There is much to be lauded about this diagram – its focus on mindset, its push towards risk-taking, and its embrace of collaboration among all stakeholders in a school.  These are in fact behaviors that we at nex+Gen try to model for and encourage in our students.

Nonetheless, upon finishing reading the diagram, I found that it did not quite sit well, perhaps because I perceived that it was incomplete.   The head that is missing?

Teaching isn’t just meta.  Sure, I can help students understand the power of mindset. Yes, I can navigate the world of videos and blogs and twitter etc etc etc reasonably well, all in an effort to avail my students of a variety of resources, but I am a resource too, and not just of attitude or mindset.    The great educators that I know, and know of, work extremely hard learning content, not necessarily to the point of being “expert” but certainly to the point of being “well versed”. There are good reasons for this:

  1. It is very, very hard to develop curriculum and projects unless you understand the content and its interconnectedness to other disciplines.  With deep content knowledge, we can translate the work of the world into the work of the classroom in such a way that there is meaningful overlap.   Otherwise, the work of the world is often inaccessible to students because of its complexity, and because curricula developed only for the classroom is uninteresting or overly simplistic or both.
  2. Students need to see the value-add in having a teacher.  If all we can do is refer students to other resources without being a resource ourselves, then their view of the classroom experience can quickly become jaded. Students know when a teacher has deep content knowledge or not. In this world where resources are so available, having a foundational content knowledge and the concomitant ability to parse various resources is exactly the sort of value-add that can aid student learning, and help kids appreciate the need for human interaction when learning.
  3. Modeling. Perhaps my favorite head on the diagram is the one that states “Model resiliency and perseverance”, because those are exactly the behaviors that I wish to see in my students as they are faced with challenging material.  But I’m still having them engage in material.  As Bandura might say, modeling is everything. It is just as important to model deep engagement with love of, and acquisition of, content. Students often come to love science or math because they see that it can be loved, from observing their teachers.

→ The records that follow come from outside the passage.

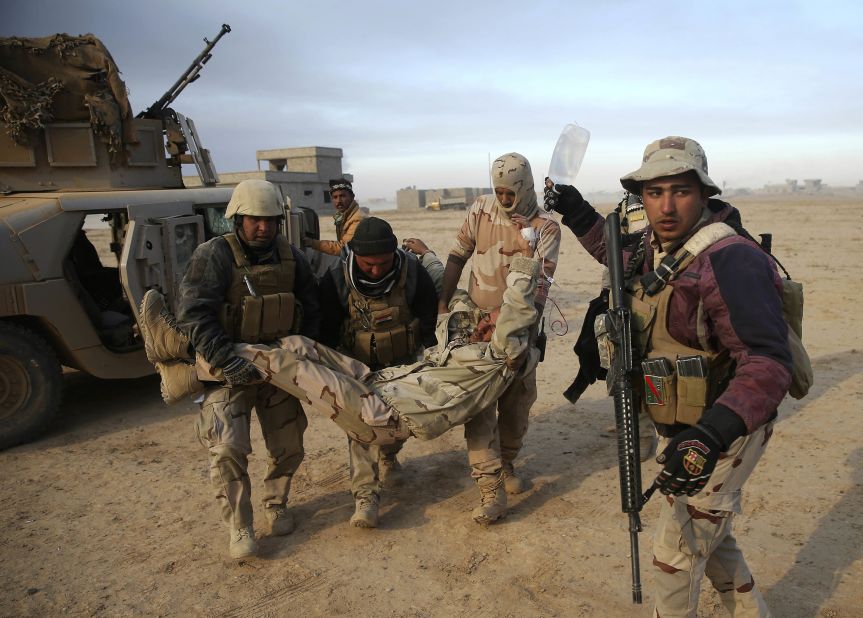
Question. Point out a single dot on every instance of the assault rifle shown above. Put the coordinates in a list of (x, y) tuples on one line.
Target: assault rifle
[(157, 109), (618, 323)]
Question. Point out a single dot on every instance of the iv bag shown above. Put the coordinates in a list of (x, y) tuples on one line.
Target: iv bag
[(568, 154)]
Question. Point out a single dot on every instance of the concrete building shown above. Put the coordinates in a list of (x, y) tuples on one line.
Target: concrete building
[(301, 174), (411, 198), (812, 185)]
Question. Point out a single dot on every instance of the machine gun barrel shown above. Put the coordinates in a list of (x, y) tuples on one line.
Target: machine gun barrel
[(625, 413), (189, 75)]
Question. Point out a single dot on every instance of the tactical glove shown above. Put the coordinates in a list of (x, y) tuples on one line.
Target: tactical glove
[(238, 371), (577, 213), (689, 460), (564, 199)]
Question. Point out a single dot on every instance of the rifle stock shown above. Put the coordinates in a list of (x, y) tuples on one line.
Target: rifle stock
[(620, 387)]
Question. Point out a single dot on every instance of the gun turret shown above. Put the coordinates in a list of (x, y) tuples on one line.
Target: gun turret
[(157, 109)]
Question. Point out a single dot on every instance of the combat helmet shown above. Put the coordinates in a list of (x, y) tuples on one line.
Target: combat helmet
[(258, 198)]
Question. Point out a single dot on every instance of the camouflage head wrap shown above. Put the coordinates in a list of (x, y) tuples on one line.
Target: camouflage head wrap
[(670, 156), (512, 171)]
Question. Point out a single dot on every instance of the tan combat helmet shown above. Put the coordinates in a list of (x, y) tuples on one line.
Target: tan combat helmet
[(258, 198), (667, 157)]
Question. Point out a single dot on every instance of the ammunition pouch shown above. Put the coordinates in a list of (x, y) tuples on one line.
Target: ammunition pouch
[(378, 348), (262, 318), (672, 395)]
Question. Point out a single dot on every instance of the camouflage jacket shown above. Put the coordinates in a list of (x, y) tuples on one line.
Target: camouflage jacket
[(456, 379), (203, 290), (490, 238), (345, 229)]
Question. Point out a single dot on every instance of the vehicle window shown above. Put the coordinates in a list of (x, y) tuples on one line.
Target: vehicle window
[(215, 222)]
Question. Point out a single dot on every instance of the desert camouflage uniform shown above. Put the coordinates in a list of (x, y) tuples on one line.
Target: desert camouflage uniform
[(727, 299), (224, 420), (694, 538), (454, 381), (490, 239), (346, 226), (421, 302)]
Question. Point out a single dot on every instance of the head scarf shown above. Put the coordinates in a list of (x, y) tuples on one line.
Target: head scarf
[(512, 171)]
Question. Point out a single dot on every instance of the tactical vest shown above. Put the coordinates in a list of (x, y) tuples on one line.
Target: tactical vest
[(259, 304), (381, 331), (680, 382)]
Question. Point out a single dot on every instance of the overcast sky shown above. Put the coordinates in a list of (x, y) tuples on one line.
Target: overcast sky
[(422, 93)]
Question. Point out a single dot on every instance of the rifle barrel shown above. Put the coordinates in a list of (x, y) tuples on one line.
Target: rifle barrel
[(188, 76)]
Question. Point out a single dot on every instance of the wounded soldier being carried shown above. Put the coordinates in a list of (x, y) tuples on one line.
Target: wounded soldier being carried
[(476, 357)]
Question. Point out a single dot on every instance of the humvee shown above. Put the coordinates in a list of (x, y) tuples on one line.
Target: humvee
[(71, 152)]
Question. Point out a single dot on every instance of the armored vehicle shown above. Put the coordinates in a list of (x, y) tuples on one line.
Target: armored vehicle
[(71, 152)]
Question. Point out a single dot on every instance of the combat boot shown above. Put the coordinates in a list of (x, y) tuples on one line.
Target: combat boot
[(513, 483), (179, 380), (493, 499), (243, 544), (366, 512), (281, 520), (163, 340), (390, 471)]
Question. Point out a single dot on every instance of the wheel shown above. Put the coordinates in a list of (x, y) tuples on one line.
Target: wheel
[(31, 384)]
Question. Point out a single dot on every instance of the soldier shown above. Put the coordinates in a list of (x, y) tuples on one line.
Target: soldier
[(490, 236), (378, 306), (707, 315), (248, 286), (476, 358), (347, 218)]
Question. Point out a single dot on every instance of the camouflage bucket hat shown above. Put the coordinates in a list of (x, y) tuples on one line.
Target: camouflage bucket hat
[(667, 157)]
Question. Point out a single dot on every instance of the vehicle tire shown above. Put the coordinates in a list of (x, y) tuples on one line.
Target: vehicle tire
[(31, 384)]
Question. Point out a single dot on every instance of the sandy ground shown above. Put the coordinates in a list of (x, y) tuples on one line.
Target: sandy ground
[(110, 513)]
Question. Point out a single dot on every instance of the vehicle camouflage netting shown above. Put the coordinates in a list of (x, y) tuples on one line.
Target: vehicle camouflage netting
[(64, 78)]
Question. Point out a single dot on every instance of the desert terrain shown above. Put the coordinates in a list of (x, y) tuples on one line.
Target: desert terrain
[(110, 513)]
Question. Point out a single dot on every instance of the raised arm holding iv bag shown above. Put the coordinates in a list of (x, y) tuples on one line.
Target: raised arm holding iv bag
[(567, 157)]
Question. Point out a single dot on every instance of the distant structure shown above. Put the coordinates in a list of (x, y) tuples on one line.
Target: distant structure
[(411, 198), (810, 185), (301, 174)]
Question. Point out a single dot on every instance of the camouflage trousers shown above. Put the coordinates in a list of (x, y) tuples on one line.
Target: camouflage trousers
[(694, 538), (495, 436), (364, 465), (223, 427)]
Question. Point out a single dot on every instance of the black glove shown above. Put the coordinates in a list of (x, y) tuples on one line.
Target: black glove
[(239, 371), (564, 199), (689, 461)]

To be fair, I don’t suggest that the author/illustrator is claiming that content knowledge is not important. But the omission, whether conscious or not, is worrisome, particularly when there’s a bevy of critics out there ready to say that 21C education is without substance, citing the notable gaps in diagrams like this. Those of us who believe those behaviors important must prove the critics wrong by generating learners who know things deeply AND love learning.

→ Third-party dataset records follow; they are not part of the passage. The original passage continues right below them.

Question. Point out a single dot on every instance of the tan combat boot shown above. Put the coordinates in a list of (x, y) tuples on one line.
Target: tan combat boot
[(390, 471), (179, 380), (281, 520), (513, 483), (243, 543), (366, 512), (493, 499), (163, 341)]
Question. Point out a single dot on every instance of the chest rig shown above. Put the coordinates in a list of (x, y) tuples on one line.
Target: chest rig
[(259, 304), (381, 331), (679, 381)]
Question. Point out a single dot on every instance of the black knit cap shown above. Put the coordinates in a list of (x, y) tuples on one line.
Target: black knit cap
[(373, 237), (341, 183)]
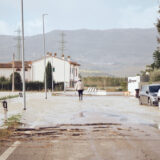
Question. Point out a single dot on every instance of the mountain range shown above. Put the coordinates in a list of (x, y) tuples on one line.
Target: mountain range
[(117, 52)]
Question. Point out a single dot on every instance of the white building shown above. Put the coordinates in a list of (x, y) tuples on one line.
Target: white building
[(64, 70)]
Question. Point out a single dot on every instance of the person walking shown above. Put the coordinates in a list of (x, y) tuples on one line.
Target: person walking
[(80, 87)]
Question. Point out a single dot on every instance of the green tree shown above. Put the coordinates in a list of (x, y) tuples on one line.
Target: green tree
[(49, 75), (17, 80)]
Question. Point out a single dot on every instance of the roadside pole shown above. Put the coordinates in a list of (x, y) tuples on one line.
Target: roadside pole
[(13, 66), (23, 65), (44, 47), (52, 74)]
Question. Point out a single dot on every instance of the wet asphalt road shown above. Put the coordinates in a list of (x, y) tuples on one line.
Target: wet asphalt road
[(105, 128)]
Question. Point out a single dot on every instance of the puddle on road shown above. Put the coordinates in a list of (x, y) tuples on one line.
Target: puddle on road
[(157, 126)]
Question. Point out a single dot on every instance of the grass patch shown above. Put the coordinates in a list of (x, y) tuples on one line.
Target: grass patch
[(8, 97)]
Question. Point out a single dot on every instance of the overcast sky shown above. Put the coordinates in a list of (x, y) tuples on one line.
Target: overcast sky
[(77, 14)]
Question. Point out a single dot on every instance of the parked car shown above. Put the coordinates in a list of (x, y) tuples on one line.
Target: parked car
[(148, 94)]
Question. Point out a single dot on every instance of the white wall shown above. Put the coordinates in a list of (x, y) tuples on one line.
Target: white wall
[(62, 70)]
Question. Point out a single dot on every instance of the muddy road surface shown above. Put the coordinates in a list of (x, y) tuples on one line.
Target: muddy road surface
[(99, 128)]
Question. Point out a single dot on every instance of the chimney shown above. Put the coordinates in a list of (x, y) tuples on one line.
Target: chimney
[(62, 56), (69, 58), (55, 54)]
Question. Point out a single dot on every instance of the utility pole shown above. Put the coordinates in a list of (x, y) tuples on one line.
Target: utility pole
[(52, 73), (13, 66), (44, 49), (23, 65), (18, 55), (62, 52)]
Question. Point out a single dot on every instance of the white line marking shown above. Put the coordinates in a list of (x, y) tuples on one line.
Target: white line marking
[(9, 151)]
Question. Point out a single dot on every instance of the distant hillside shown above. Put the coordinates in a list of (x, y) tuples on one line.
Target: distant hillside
[(120, 52)]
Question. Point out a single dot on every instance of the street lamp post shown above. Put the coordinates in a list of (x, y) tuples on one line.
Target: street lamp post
[(23, 65), (44, 47)]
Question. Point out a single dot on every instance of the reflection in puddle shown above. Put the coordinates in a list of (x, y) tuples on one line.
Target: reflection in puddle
[(157, 126)]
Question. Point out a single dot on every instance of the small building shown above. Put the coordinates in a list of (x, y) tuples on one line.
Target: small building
[(133, 84), (64, 70)]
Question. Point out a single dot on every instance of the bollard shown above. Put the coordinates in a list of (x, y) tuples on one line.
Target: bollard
[(5, 107)]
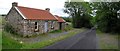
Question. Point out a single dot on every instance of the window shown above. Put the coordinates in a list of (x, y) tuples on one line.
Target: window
[(36, 26), (52, 23)]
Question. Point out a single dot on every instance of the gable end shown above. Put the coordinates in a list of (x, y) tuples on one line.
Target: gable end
[(20, 13)]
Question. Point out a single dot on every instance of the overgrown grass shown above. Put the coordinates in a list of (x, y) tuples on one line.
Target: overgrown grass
[(49, 42), (10, 43), (107, 40), (0, 40), (56, 31)]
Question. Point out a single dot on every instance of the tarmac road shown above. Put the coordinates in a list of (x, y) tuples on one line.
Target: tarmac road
[(84, 40)]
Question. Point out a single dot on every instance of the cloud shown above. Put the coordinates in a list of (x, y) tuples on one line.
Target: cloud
[(54, 5)]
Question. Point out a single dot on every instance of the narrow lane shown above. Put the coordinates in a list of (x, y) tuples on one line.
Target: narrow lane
[(84, 40)]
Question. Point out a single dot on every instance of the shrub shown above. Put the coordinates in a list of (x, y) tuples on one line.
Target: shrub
[(9, 28)]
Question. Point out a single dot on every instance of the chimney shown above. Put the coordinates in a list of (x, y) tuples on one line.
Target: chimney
[(48, 9), (14, 4)]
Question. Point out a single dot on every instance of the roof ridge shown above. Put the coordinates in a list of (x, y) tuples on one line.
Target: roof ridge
[(31, 8)]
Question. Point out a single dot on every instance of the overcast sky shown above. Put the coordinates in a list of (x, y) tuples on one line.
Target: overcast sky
[(56, 6)]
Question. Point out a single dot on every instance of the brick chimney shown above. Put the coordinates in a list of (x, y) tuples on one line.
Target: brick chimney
[(14, 4), (48, 9)]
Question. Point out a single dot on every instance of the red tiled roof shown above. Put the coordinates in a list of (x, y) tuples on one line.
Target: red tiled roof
[(32, 13), (59, 19)]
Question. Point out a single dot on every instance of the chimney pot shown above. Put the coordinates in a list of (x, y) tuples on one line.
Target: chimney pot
[(14, 4), (48, 9)]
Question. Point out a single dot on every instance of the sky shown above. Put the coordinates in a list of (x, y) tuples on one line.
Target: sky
[(56, 6)]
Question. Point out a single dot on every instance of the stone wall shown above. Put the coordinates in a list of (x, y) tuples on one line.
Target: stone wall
[(13, 18), (27, 27)]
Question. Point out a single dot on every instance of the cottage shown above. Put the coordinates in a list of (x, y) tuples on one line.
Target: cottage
[(29, 21)]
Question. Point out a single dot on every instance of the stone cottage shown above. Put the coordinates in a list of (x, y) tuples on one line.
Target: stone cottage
[(28, 21)]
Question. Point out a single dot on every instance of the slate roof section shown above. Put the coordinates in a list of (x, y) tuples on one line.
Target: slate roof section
[(36, 14)]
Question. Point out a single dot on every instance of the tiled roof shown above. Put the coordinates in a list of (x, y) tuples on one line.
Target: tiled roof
[(37, 14), (60, 19)]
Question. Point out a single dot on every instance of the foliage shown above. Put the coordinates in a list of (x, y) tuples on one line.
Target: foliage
[(107, 16), (67, 19), (0, 39), (79, 11)]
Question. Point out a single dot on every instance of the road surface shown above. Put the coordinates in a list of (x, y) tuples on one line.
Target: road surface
[(84, 40)]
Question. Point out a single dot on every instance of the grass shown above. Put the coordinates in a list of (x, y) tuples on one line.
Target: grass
[(48, 42), (107, 40), (10, 43)]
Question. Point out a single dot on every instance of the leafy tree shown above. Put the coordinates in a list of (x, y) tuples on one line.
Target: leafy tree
[(107, 16)]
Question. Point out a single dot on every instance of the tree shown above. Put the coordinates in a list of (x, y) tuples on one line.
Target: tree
[(107, 18), (79, 11)]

And in the author’s defense, it is that second part – “and love learning” – that makes this diagram and 21C education compelling, and worth commenting upon in the first place. Without the risk-taking, compassion, and attending to attitude, we land upon education that is frequently bereft of joy.

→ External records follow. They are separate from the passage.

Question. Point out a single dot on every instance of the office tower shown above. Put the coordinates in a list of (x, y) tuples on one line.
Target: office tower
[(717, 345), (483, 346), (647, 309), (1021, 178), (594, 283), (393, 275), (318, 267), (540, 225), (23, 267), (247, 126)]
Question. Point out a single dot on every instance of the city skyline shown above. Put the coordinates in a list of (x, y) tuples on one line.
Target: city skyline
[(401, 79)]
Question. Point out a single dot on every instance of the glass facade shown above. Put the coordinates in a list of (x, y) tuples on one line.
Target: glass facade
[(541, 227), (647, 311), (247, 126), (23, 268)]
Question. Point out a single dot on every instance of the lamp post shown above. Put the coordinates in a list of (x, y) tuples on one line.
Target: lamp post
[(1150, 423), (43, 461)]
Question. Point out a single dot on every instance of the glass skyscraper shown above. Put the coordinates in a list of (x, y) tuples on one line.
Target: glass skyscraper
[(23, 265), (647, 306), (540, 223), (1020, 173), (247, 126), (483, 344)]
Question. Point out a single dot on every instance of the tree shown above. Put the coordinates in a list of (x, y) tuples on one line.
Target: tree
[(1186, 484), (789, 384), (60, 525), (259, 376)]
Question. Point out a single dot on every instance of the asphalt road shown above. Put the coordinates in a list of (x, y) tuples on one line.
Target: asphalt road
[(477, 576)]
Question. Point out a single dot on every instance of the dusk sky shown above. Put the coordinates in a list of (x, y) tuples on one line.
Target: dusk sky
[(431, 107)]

I also love the fact that the author asks, “what needs to be in an educator’s head?”, in a similar way that we as educators ask ourselves what students need.  To that end, I’ve often said that engagement is not enough.  Students must also emerge from my classroom with some tangible knowledge and skills that they value.  In math and science parlance: engagement is necessary, but not sufficient.

While it might be a bit of a contrived dichotomy, on the one hand there are the characteristics described in the diagram, and on the other hand, deep content knowledge.  Either hand, taken by itself, is not sufficient.  Both, however, are necessary.